Ingredients:
- 1 cup (125 g) all-purpose flour
- 2 large eggs
- 1 ½ cups (360 ml) whole milk
- 2 tablespoons (30 g) unsalted butter, melted
- ½ teaspoon salt
- 8 ounces (225 g) shrimp, peeled and deveined
- 8 ounces (225 g) scallops, cleaned
- 4 ounces (115 g) lump crab meat
- 2 tablespoons (30 ml) olive oil
- 2 cloves garlic, minced
- 1 tablespoon fresh lemon juice
- Salt and pepper to taste
- 2 tablespoons fresh dill, chopped
- ½ cup (120 ml) heavy cream
- 1 tablespoon (15 ml) fresh lemon juice
- 1 tablespoon fresh dill, chopped
- Salt and pepper to taste
Instructions:
- In a mixing bowl, whisk together flour and salt.

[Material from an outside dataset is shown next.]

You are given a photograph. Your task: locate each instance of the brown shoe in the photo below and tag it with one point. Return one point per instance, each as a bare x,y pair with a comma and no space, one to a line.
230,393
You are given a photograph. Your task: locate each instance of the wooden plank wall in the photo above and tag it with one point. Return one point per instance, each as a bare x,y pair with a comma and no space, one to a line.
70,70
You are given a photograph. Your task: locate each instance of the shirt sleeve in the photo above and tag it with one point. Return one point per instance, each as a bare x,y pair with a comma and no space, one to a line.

- In another bowl, beat the eggs and add the milk and melted butter.
- Gradually combine the wet and dry ingredients; whisk until smooth. Chill the batter for at least 30 minutes.

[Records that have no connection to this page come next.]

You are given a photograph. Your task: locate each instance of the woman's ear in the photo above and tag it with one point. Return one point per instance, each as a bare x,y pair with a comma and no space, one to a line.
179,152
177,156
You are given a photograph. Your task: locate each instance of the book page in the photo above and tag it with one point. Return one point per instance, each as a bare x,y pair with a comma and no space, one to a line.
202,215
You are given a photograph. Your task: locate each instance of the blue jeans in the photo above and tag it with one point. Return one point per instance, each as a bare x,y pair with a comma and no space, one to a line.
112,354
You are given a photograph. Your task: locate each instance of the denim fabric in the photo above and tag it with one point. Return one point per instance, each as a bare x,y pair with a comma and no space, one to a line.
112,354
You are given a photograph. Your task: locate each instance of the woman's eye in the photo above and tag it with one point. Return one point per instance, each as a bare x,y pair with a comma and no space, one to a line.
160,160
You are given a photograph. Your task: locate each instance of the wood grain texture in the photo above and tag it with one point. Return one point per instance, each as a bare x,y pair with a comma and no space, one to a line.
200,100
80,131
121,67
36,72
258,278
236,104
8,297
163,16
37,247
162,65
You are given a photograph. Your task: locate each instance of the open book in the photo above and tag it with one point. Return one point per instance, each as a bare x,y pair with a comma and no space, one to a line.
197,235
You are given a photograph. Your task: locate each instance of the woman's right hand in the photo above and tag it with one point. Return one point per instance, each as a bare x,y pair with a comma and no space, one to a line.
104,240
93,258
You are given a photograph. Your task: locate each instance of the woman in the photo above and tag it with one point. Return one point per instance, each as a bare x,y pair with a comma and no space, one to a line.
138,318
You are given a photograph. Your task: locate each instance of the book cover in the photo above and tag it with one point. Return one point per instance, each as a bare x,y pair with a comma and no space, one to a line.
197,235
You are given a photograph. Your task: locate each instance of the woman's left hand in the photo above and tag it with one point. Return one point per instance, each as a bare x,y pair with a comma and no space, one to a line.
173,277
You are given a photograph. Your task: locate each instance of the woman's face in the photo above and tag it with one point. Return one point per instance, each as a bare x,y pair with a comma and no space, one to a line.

- Heat a non-stick skillet over medium heat; lightly grease.
- Pour a small ladle of batter, swirling to coat the bottom. Cook until edges lift and the bottom is lightly browned, about 2 minutes.
- Flip and cook for an additional minute. Repeat until all batter is used.
- In a skillet, heat olive oil over medium heat. Sauté garlic until fragrant; add shrimp and scallops, cooking until opaque (about 3-5 minutes).
- Stir in crab meat, lemon juice, salt, pepper, and dill; cook for an additional 1-2 minutes.
- In a saucepan, heat the cream over low heat; stir in lemon juice and dill. Season with salt and pepper; simmer until slightly thickened.
- Fill each crepe with a generous portion of the seafood filling and fold over. Place on a serving plate; drizzle with lemon-dill sauce.